Panel discussion hosted by Fintech Influencers - comprised of leaders from across FS invited to come together by The Realization Group and The Harrington Starr Group - virtually, on Wednesday 22nd April, 2020. Led by Clive Posselt of The Realization Group, and featuring Matthew Squire (Founder of Fuzzy Labs), Josh Rix (Director of Woodhurst), and Angelique Dwyer (Principal Consultant at The Realization Group).
This was our first Fintech Influencer’s Online SIG, and we have been very pleased to have received such overwhelmingly positive and enthusiastic feedback! As a result, we will be organising a longer follow-up event – watch this space for dates and more information. If you missed the panel discussion, you can watch the video at the bottom of this article. In the meanwhile, here’s a summary of our discussion, to whet your appetites…
We began by framing the key questions for the panel to address:
1. How advanced is the use of artificial intelligence and machine learning (AI / ML) in financial markets?
2. Is the real use of AI actually less than firms would like us to believe – is much of it just down to smoke and mirrors and clever marketing?
3. What is AI actually being used for within financial markets operations?
4. What do organisations need to do in order to prepare for more widespread adoption of AI, and to set themselves up for success?
When we consider the potential for AI, it’s important to recognise the myriad forms that it can take, as well as their applications. We can start with optical character recognition – taking paper documents, scanning them and translating them to a digital format. Natural language processing (NLP) techniques can then be applied to these digitalised documents. This leads on to sentiment analysis, scanning documents for positive vs. negative messages and sentiments which can be applied as inputs to automated recommendations for investment decision-making.
Within financial services, these AI capabilities can then be applied to specific use cases. NLP is being actively used to implement chatbots in retail and investment bank operations, and generating pre-emptive responses to augment sales and customer support chats. AI technology has also been used to automate reconciliations and trade processing, leading to a reduction in exception management and remediation costs and overheads. UBS is using AI to detect payments fraud by automating traditionally manual AML and KYC processes (with their associated high FTE requirements). BNP Paribas led the pack by a few years with its SmartChaser trade matching tool, built using AI and predictive analysis. The tool predicts the likelihood of a trade not matching and requiring intervention, and even generates a suggested email to counterparty. Other work in banks such as HSBC has focussed on client email routing and generation of automated responses.
Sadly, for those holding the purse-strings on AI projects, cost savings and efficiency take priority, in many organisations, over the client experience (with regulatory drivers always coming out on top). This reflects the wider challenges in articulating ROI as it pertains to client service and satisfaction, despite this being an area that can benefit enormously from use of AI / ML to augment sales and operations interactions with clients.
There’s an interesting distinction to be made between trading technology and more customer-facing solutions, with the former more likely to be bespoke and built in-house, highly customised to a business model. The latter is more likely to lend itself to the creation of generic commercial solutions that can be sold off the shelf and applied broadly to a wide range of scenarios. Selection of these is determined by a firm’s appetite to spend, appetite for technology and innovation, and appetite to invest without immediate ROI.

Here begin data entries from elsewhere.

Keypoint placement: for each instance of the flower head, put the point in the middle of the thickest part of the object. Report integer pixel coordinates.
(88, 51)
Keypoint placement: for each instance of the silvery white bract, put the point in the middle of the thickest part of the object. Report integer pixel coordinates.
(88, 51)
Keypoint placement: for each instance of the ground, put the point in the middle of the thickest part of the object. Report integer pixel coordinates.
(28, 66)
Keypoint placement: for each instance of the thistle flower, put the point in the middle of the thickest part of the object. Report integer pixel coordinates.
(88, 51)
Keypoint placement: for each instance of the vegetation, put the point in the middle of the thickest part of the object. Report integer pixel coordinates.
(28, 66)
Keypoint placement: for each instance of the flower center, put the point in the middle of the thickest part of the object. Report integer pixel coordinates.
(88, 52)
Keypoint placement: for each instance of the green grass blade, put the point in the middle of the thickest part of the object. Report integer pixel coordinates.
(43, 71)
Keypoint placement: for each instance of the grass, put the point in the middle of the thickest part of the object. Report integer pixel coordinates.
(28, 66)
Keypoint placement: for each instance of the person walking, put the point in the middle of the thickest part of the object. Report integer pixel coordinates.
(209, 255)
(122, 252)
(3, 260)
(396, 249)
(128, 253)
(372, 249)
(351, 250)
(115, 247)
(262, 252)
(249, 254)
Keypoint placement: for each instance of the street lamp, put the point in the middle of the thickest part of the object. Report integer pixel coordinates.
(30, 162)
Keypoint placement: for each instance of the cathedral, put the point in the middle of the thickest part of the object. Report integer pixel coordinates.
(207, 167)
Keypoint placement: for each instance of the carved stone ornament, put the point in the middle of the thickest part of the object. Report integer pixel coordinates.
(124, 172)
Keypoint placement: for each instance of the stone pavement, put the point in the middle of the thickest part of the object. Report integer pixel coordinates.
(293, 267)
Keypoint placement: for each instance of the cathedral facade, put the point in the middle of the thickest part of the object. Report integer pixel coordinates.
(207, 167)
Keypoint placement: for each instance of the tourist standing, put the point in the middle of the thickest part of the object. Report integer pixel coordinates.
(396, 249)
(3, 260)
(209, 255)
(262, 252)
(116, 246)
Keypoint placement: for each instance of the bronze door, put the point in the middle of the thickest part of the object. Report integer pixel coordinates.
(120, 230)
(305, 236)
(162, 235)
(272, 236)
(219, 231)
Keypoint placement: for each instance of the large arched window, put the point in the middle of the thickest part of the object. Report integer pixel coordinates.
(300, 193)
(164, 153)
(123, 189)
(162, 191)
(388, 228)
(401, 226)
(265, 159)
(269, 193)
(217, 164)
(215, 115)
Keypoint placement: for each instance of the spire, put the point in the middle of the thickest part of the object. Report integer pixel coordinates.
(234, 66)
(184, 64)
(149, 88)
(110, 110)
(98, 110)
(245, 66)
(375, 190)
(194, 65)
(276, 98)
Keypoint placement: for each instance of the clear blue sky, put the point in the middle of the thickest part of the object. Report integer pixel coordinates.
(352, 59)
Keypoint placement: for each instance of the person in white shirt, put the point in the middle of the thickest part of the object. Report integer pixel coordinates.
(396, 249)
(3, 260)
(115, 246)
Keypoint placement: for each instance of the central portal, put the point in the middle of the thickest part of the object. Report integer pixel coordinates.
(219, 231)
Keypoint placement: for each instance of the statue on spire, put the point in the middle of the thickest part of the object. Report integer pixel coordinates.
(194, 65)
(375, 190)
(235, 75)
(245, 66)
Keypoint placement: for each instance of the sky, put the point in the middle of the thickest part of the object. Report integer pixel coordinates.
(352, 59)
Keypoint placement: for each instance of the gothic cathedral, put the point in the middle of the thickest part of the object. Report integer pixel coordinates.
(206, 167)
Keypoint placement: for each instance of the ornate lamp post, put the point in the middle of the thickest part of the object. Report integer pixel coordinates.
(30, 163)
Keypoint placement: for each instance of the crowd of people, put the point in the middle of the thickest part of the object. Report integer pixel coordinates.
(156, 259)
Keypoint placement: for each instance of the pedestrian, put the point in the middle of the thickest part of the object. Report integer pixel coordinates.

Over the past few years, we’ve also seen that the big cloud providers are all starting to offer their B2B clients off-the-shelf AI capabilities (such as chatbots, NLP functionality, image processing software etc). These provide a relatively low cost route to adoption in the form of proof of concepts and pilots, with firms then moving on to more complex and expensive projects once the business benefits have been proven.
We also covered the five key pillars that underpin a firm’s ability to set themselves up for success with AI. The first is data – it’s the lifeblood of AI / ML, and must be complete, accurate and available in order to be successfully consumed and utilised by AI solutions. The second is technology capability – firms must have the necessary computing power, whether cloud-based on on-premises, accessible across their organisation so that engineers can quickly spin up sandbox environments for testing. Thirdly, firms need capable individuals such as data scientists, machine learning engineers, developers and production support, as well as the culture and mindset that’s needed in order to successfully develop and launch innovative AI solutions. Fourthly, firms also need strong supporting processes: procurement functions must enable tech teams to access and work with a range of smaller organisations, data governance must allow for data to be moved where it needs to be used. There must be processes for executing AI projects consistently, that allow them to be driven forwards and productionised successfully.
It is abundantly clear that AI solutions are heading towards a critical level of adoption, even where they are developed internally for a specific organisation and purpose. The key is developing a clear story and narrative about the longer term, more impactful return that can be secured through leveraging AI in the right way. Using readily available, low cost tools to build and run quick proof of concepts is a great, accessible, low-commitment start to that story for any organisation.